Wichtige Cortisolachsenmarker im Überblick
Cortisol im Blut (Serumcortisol)
Der direkteste Marker ist der Cortisolspiegel im Blutserum. Er wird meist morgens (zwischen 7 und 9 Uhr) gemessen, da Cortisol einer typischen Tagesrhythmik (zirkadianer Rhythmus) unterliegt: Die Werte sind morgens am höchsten und abends am niedrigsten. Erhöhte oder erniedrigte Werte können auf verschiedene Erkrankungen hinweisen.
Cortisol im Urin (freies Urin-Cortisol)
Das freie Cortisol im 24-Stunden-Sammelurin gibt Auskunft über die gesamte Cortisolproduktion eines Tages und ist ein wichtiger Parameter bei der Diagnostik des Cushing-Syndroms (Cortisolüberschuss).
Cortisol im Speichel
Der Speichel-Cortisoltest, insbesondere der Spätnacht-Speichelcortisol-Test (zwischen 23 und 24 Uhr), wird ebenfalls zur Diagnostik des Cushing-Syndroms eingesetzt, da bei dieser Erkrankung der physiologische Abfall des Cortisolspiegels am Abend ausbleibt.
ACTH (Adrenocorticotropes Hormon)
ACTH ist ein zentraler Marker der HPA-Achse. Durch die gleichzeitige Messung von ACTH und Cortisol lässt sich feststellen, ob eine Cortisol-Fehlfunktion primär in der Nebennierenrinde (ACTH erniedrigt bei Cortisolüberschuss) oder in der Hypophyse bzw. dem Hypothalamus (ACTH erhöht) begründet liegt.
Dexamethason-Hemmtest
Beim Dexamethason-Hemmtest (auch Suppressionstest genannt) wird ein synthetisches Kortikosteroid verabreicht, das beim Gesunden die Cortisolausschüttung hemmt.
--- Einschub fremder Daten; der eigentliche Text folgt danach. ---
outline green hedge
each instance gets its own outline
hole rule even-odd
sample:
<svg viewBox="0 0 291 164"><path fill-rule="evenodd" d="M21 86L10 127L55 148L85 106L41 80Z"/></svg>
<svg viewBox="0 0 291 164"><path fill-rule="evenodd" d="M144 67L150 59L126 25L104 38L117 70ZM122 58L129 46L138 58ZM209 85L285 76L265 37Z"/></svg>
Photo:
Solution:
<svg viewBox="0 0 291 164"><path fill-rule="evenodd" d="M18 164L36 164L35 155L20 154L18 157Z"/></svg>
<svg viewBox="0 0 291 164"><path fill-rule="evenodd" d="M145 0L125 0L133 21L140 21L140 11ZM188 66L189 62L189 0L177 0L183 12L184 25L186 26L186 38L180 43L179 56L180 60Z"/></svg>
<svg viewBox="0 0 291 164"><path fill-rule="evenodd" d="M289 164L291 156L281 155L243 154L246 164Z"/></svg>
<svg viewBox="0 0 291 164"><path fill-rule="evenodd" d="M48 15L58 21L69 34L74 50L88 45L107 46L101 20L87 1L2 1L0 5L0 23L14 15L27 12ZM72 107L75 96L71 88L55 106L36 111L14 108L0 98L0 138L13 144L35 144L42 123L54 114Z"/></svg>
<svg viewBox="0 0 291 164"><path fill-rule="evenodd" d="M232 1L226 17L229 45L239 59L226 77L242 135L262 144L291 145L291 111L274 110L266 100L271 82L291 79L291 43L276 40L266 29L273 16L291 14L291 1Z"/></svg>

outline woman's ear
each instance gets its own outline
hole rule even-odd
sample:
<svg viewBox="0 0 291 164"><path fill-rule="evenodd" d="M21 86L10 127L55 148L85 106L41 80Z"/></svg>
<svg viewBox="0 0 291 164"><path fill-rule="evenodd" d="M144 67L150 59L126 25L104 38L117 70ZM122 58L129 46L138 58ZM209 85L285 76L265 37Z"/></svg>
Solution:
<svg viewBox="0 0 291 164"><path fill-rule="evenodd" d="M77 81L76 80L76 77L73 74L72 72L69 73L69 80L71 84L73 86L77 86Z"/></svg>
Bleibt diese Hemmung aus, ist dies ein Hinweis auf ein Cushing-Syndrom oder andere Dysregulationen der HPA-Achse.
CRH-Stimulationstest
Beim CRH-Stimulationstest wird künstliches CRH injiziert und anschließend die Reaktion von ACTH und Cortisol gemessen. Dieser Test hilft, die genaue Ursache einer Cortisol-Fehlfunktion zu lokalisieren.
Klinische Bedeutung der Cortisolachsenmarker
Cortisolachsenmarker werden bei der Diagnostik und Verlaufskontrolle folgender Erkrankungen und Zustände eingesetzt:
- Cushing-Syndrom: Chronischer Cortisolüberschuss, verursacht durch einen Tumor der Hypophyse, der Nebennierenrinde oder durch langfristige Kortisontherapie.
- Morbus Addison (primäre Nebennierenrindeninsuffizienz): Chronischer Cortisol- und Aldosteronmangel durch Zerstörung der Nebennierenrinde.
- Sekundäre Nebennierenrindeninsuffizienz: Mangelnde ACTH-Produktion der Hypophyse führt zu einer unzureichenden Cortisolausschüttung.
- Chronischer Stress und Burnout: Veränderungen in der tageszeitlichen Cortisolkurve (Cortisol Awakening Response) werden in der Forschung als Marker für chronische Stressbelastung untersucht.
- Posttraumatische Belastungsstörung (PTBS): Veränderungen der HPA-Achsenaktivität sind ein gut dokumentierter Befund bei dieser Erkrankung.
Interpretation der Ergebnisse
Die Interpretation von Cortisolachsenmarkern erfordert stets den klinischen Kontext. Einflussfaktoren wie Stress, Schlafmangel, körperliche Aktivität, Medikamente (insbesondere Kortikosteroide) und der genaue Abnahmezeitpunkt müssen berücksichtigt werden. Einzelne Messwerte können irreführend sein; deshalb werden häufig mehrere Tests kombiniert.
Quellen
- Nieman, L.K. et al. - The Diagnosis of Cushing's Syndrome: An Endocrine Society Clinical Practice Guideline. Journal of Clinical Endocrinology & Metabolism, 2008. Verfügbar über PubMed.
- Tsigos, C. & Chrousos, G.P. - Hypothalamic-pituitary-adrenal axis, neuroendocrine factors and stress. Journal of Psychosomatic Research, 53(4), 865-871, 2002.
- Deutsche Gesellschaft für Endokrinologie (DGE) - Leitlinien zur Diagnostik und Therapie der Nebennierenrindeninsuffizienz, 2019.